De la Côte d’Ivoire où Laba Sosseh enregistre en 1977 Formidable Laba Sosseh pour Sacodis d’Aboudou Lassissi, voyant ses titres diffusés à longueur de journée sur les ondes des radios, sa renommée va s’étendre hors des frontières du continent. La consécration internationale viendra avec ses rencontres avec les stars cubaines à New York, ville de naissance de la fameuse sauce latine, la « salsa ». Laba Sosseh y enregistre en 1980 pour Sacodis plusieurs disques dont Akoguin Theresa avec l’Orchestra Aragon au grand complet et 4 volumes de Salsa Africana : Monguito El Unico Presents Laba Sosseh in USA avec Monguito El Unico, Alfredito Valdes, Bomberito Zarzuela, Mario Rivera ou encore Pupi Legarretta. C’est un succès international immédiat : Laba Sosseh y démontre sa parfaite connaissance des merengue, pachanga, cha cha cha, mambo, guaganco, son cubano, salsa...Vendu à plus de 100.000 exemplaires, Salsa Africana fait de Laba Sosseh le premier Disque d’Or continental pour un chanteur d’afro-cubain. Il est alors surnommé avec déférence « La Voz Africana » ou « El Maestro » par les Cubains eux-mêmes, un signe de reconnaissance de la part de ses lointains cousins des Caraïbes. Son album éponyme, Laba Sosseh, produit en 1981 par le label Sar Productions de Roberto Torres, vient confirmer son statut de grande voix de la musique afro-cubaine.
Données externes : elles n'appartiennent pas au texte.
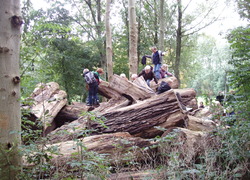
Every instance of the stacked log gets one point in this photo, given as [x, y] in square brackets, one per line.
[134, 113]
[48, 100]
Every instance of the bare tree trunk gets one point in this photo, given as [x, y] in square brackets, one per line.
[162, 29]
[108, 41]
[178, 43]
[155, 23]
[10, 116]
[133, 65]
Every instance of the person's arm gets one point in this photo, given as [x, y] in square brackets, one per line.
[148, 56]
[141, 73]
[168, 73]
[155, 79]
[97, 78]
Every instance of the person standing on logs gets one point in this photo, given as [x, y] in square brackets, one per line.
[156, 60]
[92, 82]
[148, 75]
[98, 72]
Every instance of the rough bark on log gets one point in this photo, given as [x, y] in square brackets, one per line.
[118, 147]
[140, 81]
[70, 113]
[139, 119]
[187, 143]
[48, 101]
[172, 81]
[128, 89]
[198, 124]
[188, 97]
[107, 91]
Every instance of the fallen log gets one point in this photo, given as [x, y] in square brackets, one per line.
[185, 142]
[117, 147]
[140, 119]
[48, 101]
[198, 124]
[140, 81]
[188, 96]
[172, 81]
[128, 89]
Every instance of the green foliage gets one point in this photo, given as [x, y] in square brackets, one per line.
[211, 61]
[51, 52]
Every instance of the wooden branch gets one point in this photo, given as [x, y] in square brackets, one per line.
[139, 119]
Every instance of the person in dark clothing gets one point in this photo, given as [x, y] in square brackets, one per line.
[148, 75]
[201, 105]
[156, 60]
[92, 87]
[220, 98]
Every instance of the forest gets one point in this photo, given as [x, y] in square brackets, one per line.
[47, 129]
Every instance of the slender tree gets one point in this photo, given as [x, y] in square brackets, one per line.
[10, 118]
[133, 59]
[108, 41]
[178, 42]
[162, 29]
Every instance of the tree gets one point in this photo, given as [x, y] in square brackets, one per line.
[10, 118]
[133, 61]
[162, 29]
[108, 41]
[189, 24]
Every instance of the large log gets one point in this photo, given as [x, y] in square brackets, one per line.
[185, 142]
[140, 81]
[172, 81]
[188, 96]
[117, 147]
[198, 124]
[141, 118]
[48, 101]
[128, 89]
[138, 119]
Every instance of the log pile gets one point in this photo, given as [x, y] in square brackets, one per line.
[133, 112]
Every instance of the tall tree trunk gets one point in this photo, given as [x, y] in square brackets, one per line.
[162, 29]
[133, 66]
[108, 41]
[139, 36]
[10, 116]
[178, 43]
[155, 23]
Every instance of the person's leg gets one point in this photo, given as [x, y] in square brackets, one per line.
[148, 82]
[157, 71]
[95, 95]
[91, 91]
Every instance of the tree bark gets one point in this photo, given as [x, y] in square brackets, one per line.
[162, 29]
[133, 61]
[140, 119]
[10, 115]
[108, 41]
[48, 101]
[128, 89]
[198, 124]
[178, 42]
[116, 146]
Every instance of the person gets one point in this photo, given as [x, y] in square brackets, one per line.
[122, 75]
[98, 72]
[148, 75]
[220, 98]
[164, 71]
[201, 105]
[133, 77]
[156, 60]
[92, 82]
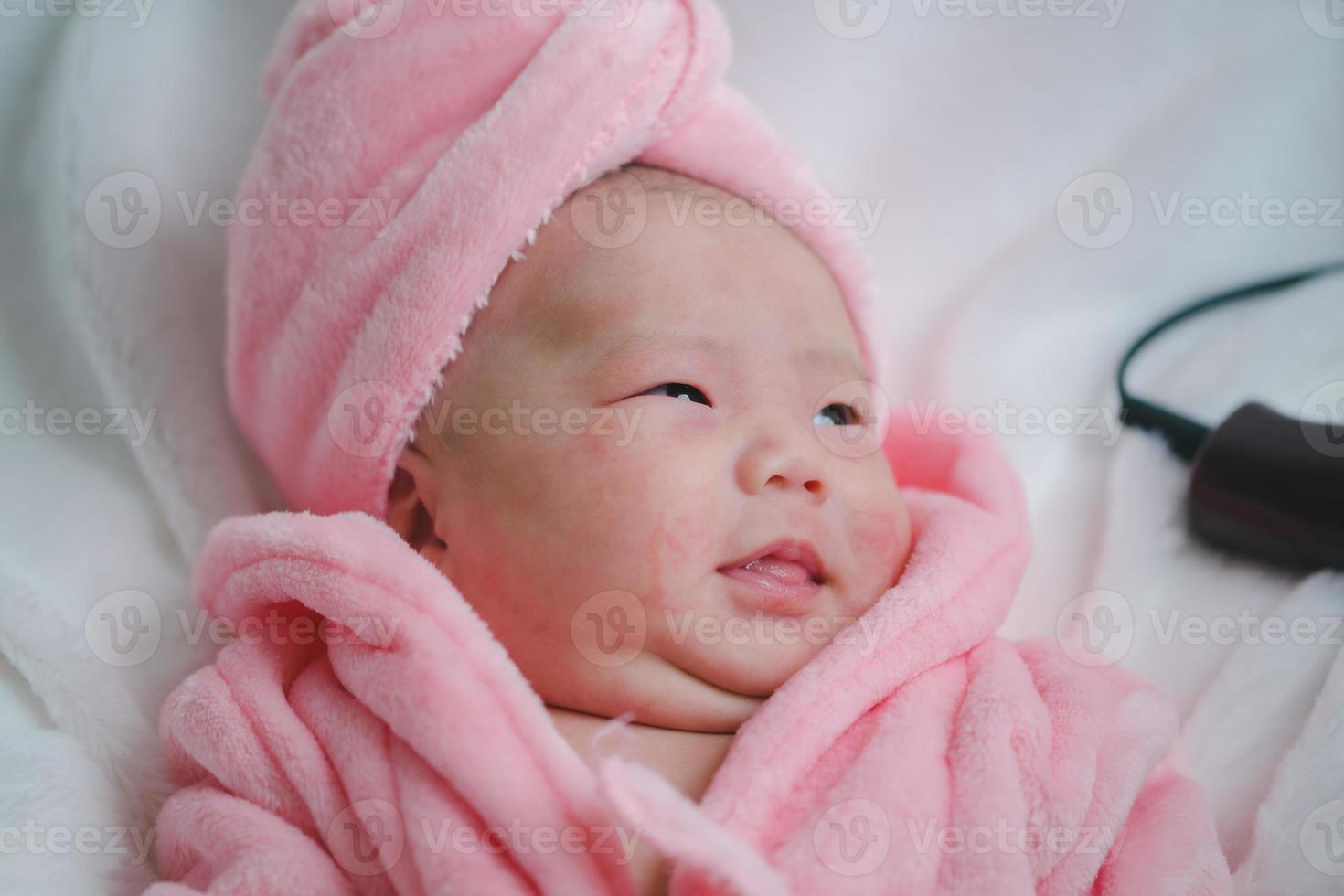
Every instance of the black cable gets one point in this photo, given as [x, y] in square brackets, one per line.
[1184, 434]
Après un break discographique de plusieurs années, Laba Sosseh est invité, en 1998, dans Baloba d’Africando, la formation panafricaine initiée par Ibrahim Sylla (Syllart Productions), ressuscitant dans une version salsa son méga hit « Aminata ». Il signera son grand retour en 2001 avec la sortie chez Africa Production/Mélodie de la compilation El Maestro – 40 ans de salsa… comprenant une douzaine de titres.

La Voz Africana s’est tue

Auteur, compositeur et chanteur prolifique, Laba Sosseh disparaît le 20 septembre 2007 à Dakar après plus de 45 ans de salsa, laissant derrière lui un nombre impressionnant de hits.